KrishnaVM · January 26, 2017, 10:59am

It worked. Thanks a lot.

$sed  's/\(-[^-]*-[^-]*\)-/\1 /g; s/^\([^,]*,[0-9]\{4\}\)\([0-9]\{2\}\)\([0-9]\{2\}\)/\1-\2-\3/' test1
"1912108",2016-11-30,"2016-12-01 00.00.00.000000","2016-12-01 08.37.12.000000"
"1912108",2016-12-01,"2016-12-02 00.00.00.000000","2016-12-02 08.28.22.000000"

---------- Post updated at 10:59 AM ---------- Previous update was at 09:22 AM ----------

This worked well with timestamp columns (3 and 4).
In my flat file, even though I have them numbered as 64 and 65 th columns.

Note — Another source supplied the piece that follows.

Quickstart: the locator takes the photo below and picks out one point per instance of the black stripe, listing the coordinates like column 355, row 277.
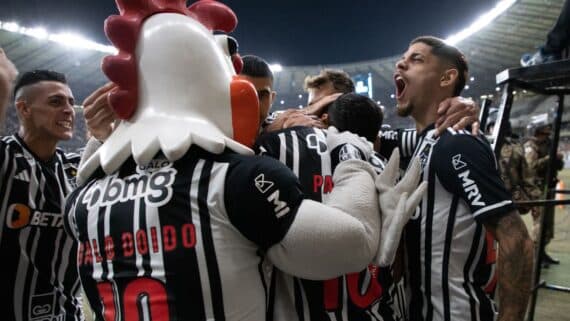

I am trying to tweak this logic to make it work (without success) - with other flat file that has the date column (field 2) as a field 3:-

"1080909","ABC",20161031,"2016-09-02-00.00.00.000000","2016-09-02-08.30.05.000000"
"1080091","XYZ",20160830,"2016-11-02-00.00.00.000000","2016-11-02-08.27.48.000000"

I am very new to AWK and SED. Can you please help.

RudiC · January 26, 2017, 11:14am

That's becoming nasty, see:

sed  -r 's/^(([^,]*,){2})([0-9]{4})([0-9]{2})([0-9]{2})/\1\3-\4-\5/; s/(-..-..)-/\1 /g' file
"1080909","ABC",2016-10-31,"2016-09-02 00.00.00.000000","2016-09-02 08.30.05.000000"
"1080091","XYZ",2016-08-30,"2016-11-02 00.00.00.000000","2016-11-02 08.27.48.000000

KrishnaVM · January 26, 2017, 11:21am

That works.
Thanks a Ton.

--
Apologies for missing to use code tags.